News that Japan's cabinet approved $53bn in fresh stimulus, aimed at mitigating the blow of a sales tax-hike next April, also supported market sentiment.
In India, equities were pulled down by disappointing economic data. Industrial output shrunk 1.8% on an annual basis in October, a first in four months, suggesting that the economic recovery in Asia's third-largest economy continues to remain weak.
Meanwhile, inflation data from India showed that prices rose 11.2% in November, the highest rate of increase in two years.
Credit Agricole CIB said in a note to clients: "The INR should come under further downward pressure in coming days after very negative data out of India late last night. [Industrial output data] highlights the weakness of domestic demand and output and we expect growth to continue disappointing in quarters to come.
"[The inflation data] triggered RBI [Governor Raghuram] Rajan's comment that he was 'very uncomfortable' about the price development, a harsher term than what he used regarding his disappointment over the output data".
"After such print and statement, [Rajan] now has to hike rates next week - hurting growth outlook, or loose credibility, both of which would be INR-negative. The government is bound to pressure him not to do so given the unfavourable growth impact ahead of H114 elections, and we expect the INR to keep falling", the French bank added.
Wall Street Down
On Wall Street, indices ended lower on 12 December as market players awaited clarity on the future pace of the Fed's asset buys.
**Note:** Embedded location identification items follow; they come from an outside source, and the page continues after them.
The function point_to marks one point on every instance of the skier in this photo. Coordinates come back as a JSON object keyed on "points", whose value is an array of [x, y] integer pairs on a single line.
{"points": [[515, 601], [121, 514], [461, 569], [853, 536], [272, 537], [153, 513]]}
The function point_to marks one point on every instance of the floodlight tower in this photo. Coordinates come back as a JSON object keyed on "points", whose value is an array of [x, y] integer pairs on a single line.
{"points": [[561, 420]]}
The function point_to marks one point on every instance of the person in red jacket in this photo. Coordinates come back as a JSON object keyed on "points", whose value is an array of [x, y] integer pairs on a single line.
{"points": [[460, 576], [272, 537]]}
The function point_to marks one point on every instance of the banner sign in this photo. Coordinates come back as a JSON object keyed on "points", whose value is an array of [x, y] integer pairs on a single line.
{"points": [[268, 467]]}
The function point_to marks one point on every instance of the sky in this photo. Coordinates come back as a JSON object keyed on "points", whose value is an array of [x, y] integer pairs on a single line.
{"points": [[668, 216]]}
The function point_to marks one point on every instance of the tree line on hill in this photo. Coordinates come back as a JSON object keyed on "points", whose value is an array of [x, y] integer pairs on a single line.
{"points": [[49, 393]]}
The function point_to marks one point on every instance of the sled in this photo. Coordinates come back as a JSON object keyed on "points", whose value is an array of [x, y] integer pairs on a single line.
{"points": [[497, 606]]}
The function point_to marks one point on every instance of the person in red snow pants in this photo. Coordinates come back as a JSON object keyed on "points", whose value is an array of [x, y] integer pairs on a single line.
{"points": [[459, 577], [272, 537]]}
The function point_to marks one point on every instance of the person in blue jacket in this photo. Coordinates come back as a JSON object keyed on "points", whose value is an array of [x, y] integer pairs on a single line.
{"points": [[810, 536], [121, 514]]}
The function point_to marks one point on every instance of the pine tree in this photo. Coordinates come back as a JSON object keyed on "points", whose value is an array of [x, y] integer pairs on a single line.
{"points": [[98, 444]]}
The Dow finished 104.10 points, or 0.7%, lower at 15,739.43.
The S&P 500 ended 6.72 points, or 0.4%, lower at 1,775.50.
The Nasdaq closed 5.41 points, or 0.1%, lower at 3,998.40.
Company Stock Movements
In Tokyo, Fast Retailing added 2.4% on the back of a weaker Japanese yen.
In Hong Kong, China Cinda Asset Management added 5.8% on its second trading day.
In Mumbai, ICICI Bank lost 2.7% while Bharat Heavy Electricals fell 2.4%.
In Sydney, Iluka Resources added about 3% after copper and nickel prices hit five-week highs.
Gold miner Evolution Mining dropped 4.3% and rival Kingsgate Consolidated gained 3.6%, after spot gold fell 3% in Asian trading.